Can a Captive Insurance Program Work for Your Company?

Risk management is an area to which many companies do not pay enough attention. All too often, it is an annual ritual of quoting the cost of insurance coverage rather than a process of evaluating all the options to manage risk, which should balance coverage and cost. Companies that are progressive in managing their risk often move through various types of coverage scenarios, from flat premium to high deductible plans. When payrolls get large enough, a captive is often the alternative that gives companies the best risk management solution.

A captive is an insurance company formed to insure the risks of the businesses that are related to it through common ownership. Essentially, this strategy is based on the fact that the premium a company pays for insurance is based partly on the company’s specific loss experience, the insurance company’s underwriting risk which is related to all the companies in the market, and the insurance company’s underwriting profit. By forming a captive, a company narrows the companies included in the risk pool and therefore can reduce risk and premium costs. Additionally, any remaining profit in the captive is to the benefit of its owners.

There are different types of captives, but the most common among our clients is a group captive. A group captive is owned by a number of companies to provide a vehicle to meet the common insurance needs of the group, which most often include general liability and workers’ compensation coverage. Group captives normally have stringent requirements for participation, including company and premium size, loss experience, and quality of a company’s safety program. A well-organized group captive has a collection of well-run companies that have good safety records, loss experience, and lower risk profiles.

The principal benefits of joining a captive are:

1.  Lower insurance costs. By self-insuring within a captive, the profit of the insurance company is essentially eliminated from the premium cost a company would pay. Additionally, most captives are selective as to the risk profile of the companies it allows to become members. The result is a group of companies with lower loss experience and, therefore, lower insurance costs. In a captive, these savings find their way back to the participants in the form of reduced premiums or dividends.
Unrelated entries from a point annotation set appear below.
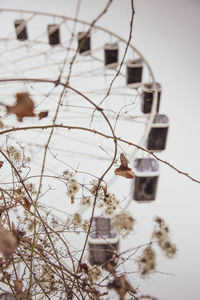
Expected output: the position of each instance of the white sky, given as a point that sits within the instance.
(167, 33)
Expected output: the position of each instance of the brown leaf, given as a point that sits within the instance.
(23, 107)
(43, 114)
(8, 243)
(90, 278)
(125, 172)
(18, 286)
(123, 169)
(18, 195)
(124, 160)
(72, 199)
(27, 204)
(122, 286)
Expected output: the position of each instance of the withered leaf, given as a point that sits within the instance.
(18, 286)
(122, 286)
(23, 107)
(124, 160)
(90, 279)
(123, 169)
(8, 243)
(27, 204)
(43, 114)
(18, 195)
(124, 172)
(72, 199)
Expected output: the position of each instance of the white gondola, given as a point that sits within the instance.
(53, 34)
(10, 297)
(148, 91)
(21, 30)
(84, 43)
(134, 70)
(146, 179)
(157, 137)
(111, 53)
(103, 243)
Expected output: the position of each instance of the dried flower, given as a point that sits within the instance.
(96, 273)
(123, 223)
(161, 234)
(14, 153)
(85, 201)
(77, 219)
(147, 261)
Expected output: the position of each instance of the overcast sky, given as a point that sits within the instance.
(167, 33)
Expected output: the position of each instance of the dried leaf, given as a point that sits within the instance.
(123, 169)
(72, 199)
(18, 195)
(83, 267)
(125, 172)
(124, 160)
(122, 286)
(23, 107)
(8, 243)
(90, 278)
(18, 286)
(43, 114)
(27, 204)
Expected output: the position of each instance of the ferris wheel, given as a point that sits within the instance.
(85, 94)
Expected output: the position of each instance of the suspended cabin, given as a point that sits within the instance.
(103, 242)
(10, 297)
(148, 93)
(84, 46)
(157, 138)
(111, 51)
(134, 69)
(21, 30)
(53, 34)
(145, 180)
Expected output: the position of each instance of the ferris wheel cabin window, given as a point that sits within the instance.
(157, 138)
(53, 34)
(103, 242)
(21, 30)
(84, 43)
(134, 69)
(111, 52)
(148, 92)
(145, 180)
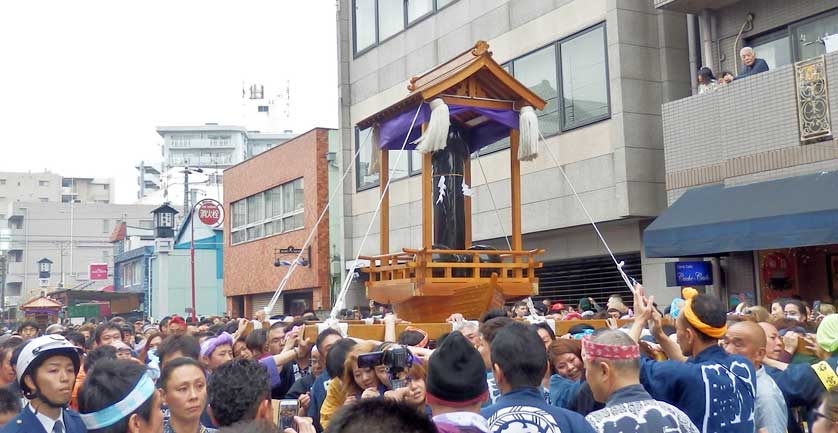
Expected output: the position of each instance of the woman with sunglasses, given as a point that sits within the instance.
(826, 415)
(183, 386)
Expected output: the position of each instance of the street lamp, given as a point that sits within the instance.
(164, 221)
(44, 269)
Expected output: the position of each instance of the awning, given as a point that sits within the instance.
(793, 212)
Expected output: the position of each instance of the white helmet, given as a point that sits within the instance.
(42, 347)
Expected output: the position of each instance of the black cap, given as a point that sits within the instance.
(456, 373)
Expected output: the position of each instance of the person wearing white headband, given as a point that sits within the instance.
(46, 371)
(119, 396)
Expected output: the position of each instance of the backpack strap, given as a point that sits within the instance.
(826, 374)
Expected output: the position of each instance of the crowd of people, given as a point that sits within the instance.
(752, 65)
(692, 366)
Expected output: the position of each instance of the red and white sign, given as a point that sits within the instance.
(98, 271)
(211, 212)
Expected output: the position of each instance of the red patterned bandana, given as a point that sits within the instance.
(591, 351)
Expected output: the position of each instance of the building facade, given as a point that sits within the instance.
(71, 235)
(48, 187)
(765, 177)
(178, 275)
(273, 201)
(603, 66)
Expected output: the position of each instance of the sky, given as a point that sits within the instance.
(84, 84)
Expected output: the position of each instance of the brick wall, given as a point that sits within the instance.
(248, 266)
(743, 133)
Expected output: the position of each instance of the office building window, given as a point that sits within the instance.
(584, 79)
(365, 25)
(375, 21)
(537, 71)
(573, 70)
(390, 18)
(277, 210)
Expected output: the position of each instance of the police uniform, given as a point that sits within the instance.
(27, 422)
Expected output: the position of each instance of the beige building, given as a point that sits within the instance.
(71, 236)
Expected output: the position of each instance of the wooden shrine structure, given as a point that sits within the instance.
(428, 284)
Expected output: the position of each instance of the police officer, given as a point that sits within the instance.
(46, 371)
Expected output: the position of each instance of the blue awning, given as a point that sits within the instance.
(793, 212)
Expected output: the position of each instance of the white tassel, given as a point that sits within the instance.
(436, 134)
(528, 134)
(375, 153)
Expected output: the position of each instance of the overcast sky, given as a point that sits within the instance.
(83, 84)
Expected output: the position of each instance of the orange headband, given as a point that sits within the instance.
(696, 323)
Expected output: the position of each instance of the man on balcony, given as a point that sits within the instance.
(753, 65)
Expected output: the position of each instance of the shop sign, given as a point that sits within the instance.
(211, 213)
(98, 271)
(693, 273)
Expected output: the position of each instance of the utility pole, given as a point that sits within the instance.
(3, 269)
(185, 188)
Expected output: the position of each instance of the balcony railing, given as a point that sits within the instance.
(692, 6)
(752, 126)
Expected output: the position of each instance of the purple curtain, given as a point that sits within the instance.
(393, 131)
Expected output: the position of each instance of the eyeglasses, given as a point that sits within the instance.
(818, 414)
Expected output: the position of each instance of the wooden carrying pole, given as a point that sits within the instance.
(515, 183)
(427, 198)
(384, 214)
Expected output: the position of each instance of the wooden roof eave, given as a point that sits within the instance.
(461, 72)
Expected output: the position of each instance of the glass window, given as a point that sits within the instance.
(364, 24)
(403, 168)
(255, 209)
(254, 232)
(390, 18)
(417, 9)
(776, 52)
(273, 202)
(584, 79)
(808, 36)
(537, 71)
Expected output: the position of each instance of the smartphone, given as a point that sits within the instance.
(287, 411)
(370, 360)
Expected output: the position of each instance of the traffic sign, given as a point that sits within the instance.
(211, 212)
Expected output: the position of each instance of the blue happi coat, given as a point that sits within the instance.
(715, 389)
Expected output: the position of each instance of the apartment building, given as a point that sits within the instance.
(604, 68)
(70, 235)
(752, 166)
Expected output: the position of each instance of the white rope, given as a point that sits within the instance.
(619, 265)
(492, 197)
(296, 261)
(349, 276)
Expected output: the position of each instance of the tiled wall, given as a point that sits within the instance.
(744, 132)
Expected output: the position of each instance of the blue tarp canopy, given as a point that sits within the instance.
(711, 220)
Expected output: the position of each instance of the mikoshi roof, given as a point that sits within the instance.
(482, 97)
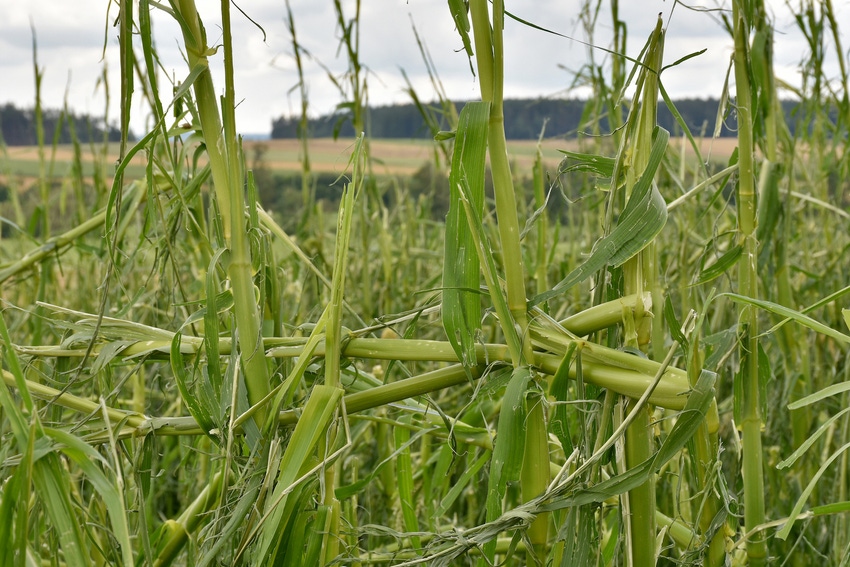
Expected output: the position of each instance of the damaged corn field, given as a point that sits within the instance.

2.  Control of claims process. When companies experience claims in traditional insurance coverages, they are at the mercy of the insurance company handling the claim and are subject to the decisions they make in managing and closing out the claim.  Captives manage their own claims and normally select partners to manage the captive’s claims.  Captive members are more involved and have more discretion over how claims are managed and settled, which usually results in lower costs.

3.  Flexibility in managing coverage. In buying traditional insurance, many companies may not be able to find a suitable structure for managing specific risks or may not be able to find coverage at all. Within a captive, the owners have a say in how coverage is structured, how much risk to retain and what levels of deductibles make sense. This flexibility allows companies to strike the right balance of risk and cost.

4.  Information sharing. There is an important side benefit of being in a captive. Most companies who participate in captives are serious about managing risk and are incentivized to help each other improve the overall results of the captive. This results in the sharing of best practices among participants to help everyone lower their loss experience and improve the results of the captive.

Captives are truly a way for a company to realize a return on investment for their risk management and safety programs. Consideration of a captive should be on the management agenda for any company interested in improving its bottom line.